On Fri, 27 Feb 1998, Robert Moskowitz wrote:

> At 03:28 PM 2/26/98 -0000, Stephen Waters wrote:
> >
> >Does IPSEC tunnel mean I can forget about Mobile IP?
> 
> IMNSHO, Mobile IP is for mobile units. ie cars, tanks, soldiers, and
> pedestrians.  A notebook I plug into a phone jack in a hotel, car dealer,
> or conference LAN does not need Mobile IP, only IPsec.
> 

I once again don't understand this.  To me the difference between
a mobil user and other uses of IP, as far as the protocols are concerned,
is that the mobile user is likely to have a different IP address from one
instance to the next, and is likely to be routed differently from one
instance to the next.  In a public network, the two may often go together.
In a private network, including "tanks, soldiers, etc.", this may actually
not be the case as often.

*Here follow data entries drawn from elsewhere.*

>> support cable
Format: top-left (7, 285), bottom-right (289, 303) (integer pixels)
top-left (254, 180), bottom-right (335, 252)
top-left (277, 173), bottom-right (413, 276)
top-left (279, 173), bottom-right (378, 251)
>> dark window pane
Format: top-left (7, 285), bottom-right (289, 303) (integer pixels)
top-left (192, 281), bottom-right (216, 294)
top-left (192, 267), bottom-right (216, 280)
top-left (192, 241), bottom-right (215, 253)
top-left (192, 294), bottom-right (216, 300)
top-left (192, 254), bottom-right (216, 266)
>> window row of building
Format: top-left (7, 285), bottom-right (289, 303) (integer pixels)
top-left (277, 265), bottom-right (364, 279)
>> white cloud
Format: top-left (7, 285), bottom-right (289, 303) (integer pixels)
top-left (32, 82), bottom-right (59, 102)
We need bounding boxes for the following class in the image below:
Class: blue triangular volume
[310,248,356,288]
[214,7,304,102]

So it seems to me that tanks and soldiers
actually could conceivably look more like the non-mobile case as far
as the network protocols are concerned,  at least more often than does the
salesman in his hotel room, unless the salesman always dials into the
same service point and always gets the same address.

It seems to me that the real challenge presented by mobile IP, and also
by many office LANS, is the dynamic IP address.  Will the present
protocols accomodate dynamic IP and NFS on a multi-user host?  Is there
a scalable key infrastructure that will accomodate this?